By the end of this workshop, participants will be able to:
- Construct causal graphs and reason about dependencies, interventions, and confounding.
- Apply do-calculus to determine identifiability of causal effects.
- Estimate causal effects using regression adjustment, propensity methods, and modern ML estimators.
- Perform counterfactual reasoning using structural causal models and algorithmic counterfactuals.
- Integrate causal reasoning with A/B testing, bandits, reinforcement learning, and sequential decision-making.
- Understand how deep latent variable models and probabilistic programming support counterfactual inference.

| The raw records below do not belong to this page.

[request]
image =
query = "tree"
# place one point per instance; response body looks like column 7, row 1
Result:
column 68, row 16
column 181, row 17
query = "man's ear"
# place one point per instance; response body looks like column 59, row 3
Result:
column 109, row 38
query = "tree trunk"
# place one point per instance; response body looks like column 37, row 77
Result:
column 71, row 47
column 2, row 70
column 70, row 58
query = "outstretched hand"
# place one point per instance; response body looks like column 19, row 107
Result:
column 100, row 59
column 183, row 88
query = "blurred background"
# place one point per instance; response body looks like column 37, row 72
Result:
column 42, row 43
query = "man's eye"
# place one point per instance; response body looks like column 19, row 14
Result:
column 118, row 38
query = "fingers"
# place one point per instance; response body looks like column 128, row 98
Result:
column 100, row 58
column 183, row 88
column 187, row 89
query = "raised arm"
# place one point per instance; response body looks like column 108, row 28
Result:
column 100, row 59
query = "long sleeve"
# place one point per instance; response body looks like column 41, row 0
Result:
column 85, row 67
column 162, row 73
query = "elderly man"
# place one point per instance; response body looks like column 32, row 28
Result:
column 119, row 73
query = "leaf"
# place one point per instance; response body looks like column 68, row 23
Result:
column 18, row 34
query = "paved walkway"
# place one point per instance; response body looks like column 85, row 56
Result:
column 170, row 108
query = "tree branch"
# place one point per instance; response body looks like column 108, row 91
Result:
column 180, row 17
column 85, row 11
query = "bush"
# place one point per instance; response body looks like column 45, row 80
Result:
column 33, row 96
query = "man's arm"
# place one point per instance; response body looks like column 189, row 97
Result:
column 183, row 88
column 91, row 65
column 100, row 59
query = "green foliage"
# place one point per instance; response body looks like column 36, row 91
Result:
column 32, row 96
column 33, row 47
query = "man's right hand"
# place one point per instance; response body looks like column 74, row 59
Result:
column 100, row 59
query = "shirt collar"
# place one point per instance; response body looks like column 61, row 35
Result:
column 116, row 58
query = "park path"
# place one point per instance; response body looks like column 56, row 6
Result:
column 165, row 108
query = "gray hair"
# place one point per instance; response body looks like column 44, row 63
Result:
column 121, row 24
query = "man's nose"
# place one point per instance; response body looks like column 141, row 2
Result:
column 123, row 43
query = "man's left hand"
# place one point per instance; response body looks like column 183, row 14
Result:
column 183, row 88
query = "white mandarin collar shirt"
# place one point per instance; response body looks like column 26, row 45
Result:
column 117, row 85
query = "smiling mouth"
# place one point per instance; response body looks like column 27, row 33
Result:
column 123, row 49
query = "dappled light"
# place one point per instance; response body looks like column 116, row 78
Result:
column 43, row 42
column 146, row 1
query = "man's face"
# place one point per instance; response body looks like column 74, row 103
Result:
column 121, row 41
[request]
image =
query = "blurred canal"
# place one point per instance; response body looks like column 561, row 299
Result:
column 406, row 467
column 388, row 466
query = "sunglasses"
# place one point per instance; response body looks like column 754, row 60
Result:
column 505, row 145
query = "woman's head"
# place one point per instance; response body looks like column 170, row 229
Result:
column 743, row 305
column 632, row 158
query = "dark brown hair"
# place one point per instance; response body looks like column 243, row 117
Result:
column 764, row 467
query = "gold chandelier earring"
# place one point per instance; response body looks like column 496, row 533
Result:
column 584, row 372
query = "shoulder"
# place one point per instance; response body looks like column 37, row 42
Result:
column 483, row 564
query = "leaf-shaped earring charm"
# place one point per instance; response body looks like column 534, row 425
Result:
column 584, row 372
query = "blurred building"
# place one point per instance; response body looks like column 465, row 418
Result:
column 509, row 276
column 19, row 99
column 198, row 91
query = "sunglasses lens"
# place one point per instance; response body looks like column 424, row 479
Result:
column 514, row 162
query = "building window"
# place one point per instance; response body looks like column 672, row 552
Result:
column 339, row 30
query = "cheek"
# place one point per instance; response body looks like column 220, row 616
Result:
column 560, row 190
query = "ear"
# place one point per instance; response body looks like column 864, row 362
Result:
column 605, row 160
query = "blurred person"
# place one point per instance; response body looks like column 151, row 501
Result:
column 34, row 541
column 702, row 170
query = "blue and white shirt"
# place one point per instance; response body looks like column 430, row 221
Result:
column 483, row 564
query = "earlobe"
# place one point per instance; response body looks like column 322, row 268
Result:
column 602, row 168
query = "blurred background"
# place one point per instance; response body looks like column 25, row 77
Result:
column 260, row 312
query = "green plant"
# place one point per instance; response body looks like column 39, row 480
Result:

This workshop is well suited for:
- ML researchers and data scientists
- Experimentation platform teams
- Applied scientists in tech, healthcare, finance, social science, or policy
- PhD students and academics studying causal inference or causal ML
- Engineers integrating causal reasoning into products, decision systems, or simulations
Participants should be comfortable with probability, random variables, and basic machine learning.
- Why causality is essential in modern ML
- Examples where predictive accuracy fails but causal reasoning succeeds
- Causal ML in industry: experimentation, personalization, simulation, safety-critical systems
- Directed acyclic graphs (DAGs)
- Causal vs. statistical relationships
- Structural causal models (SCMs)
- Conditional independence, d-separation, and graphical reasoning
- Case study: confounding and backdoor criteria
- The do-operator and intervention semantics
- Identification of causal effects
- Adjustment sets and backdoor/frontdoor criteria
- Matching, weighting, and ML-based estimation
- Hands-on examples and intuition-building graphical exercises
- Counterfactual semantics in SCMs
- Causal queries vs. statistical predictions
- Individual-level vs. population-level counterfactuals
- Algorithmic counterfactuals in ML systems
- Applications in fairness, reasoning, simulation, and generative models
- Causal inference with machine learning estimators
- Causal forests, meta-learners (T-, S-, X-, R-learners)
- Causal representation learning
- Causal reasoning in reinforcement learning and decision-making systems
- Case study: experimentation and adaptive policies
- Deep causal latent variable models
- Causal generative models and structural VAEs
- Counterfactual simulation using probabilistic programming
- Causality for world models, safety, and alignment
- A practitioner’s playbook:
- How to choose the right causal tools
- How causal reasoning complements ML
- Pitfalls and anti-patterns
- Recommended reading and research roadmap
- Open Q&A
While the workshop is conceptual and model-based, demonstrations use:
- Pyro for probabilistic programming and counterfactual simulation
- Lightweight PyTorch examples for causal estimators and structural models
(Hands-on notebooks may be provided depending on event format.)
- Causal AI — Robert Osazuwa Ness
- Causal Inference in Statistics: A Primer — Pearl, Glymour, Jewell
- Causality — Judea Pearl
- Key tutorials on SCMs, do-calculus, and ML-based causal inference
Robert Osazuwa Ness is a researcher specializing in causal AI, generative modeling, probabilistic programming, and counterfactual reasoning. He has worked as an AI research scientist in both industry and academia and is the author of Causal AI.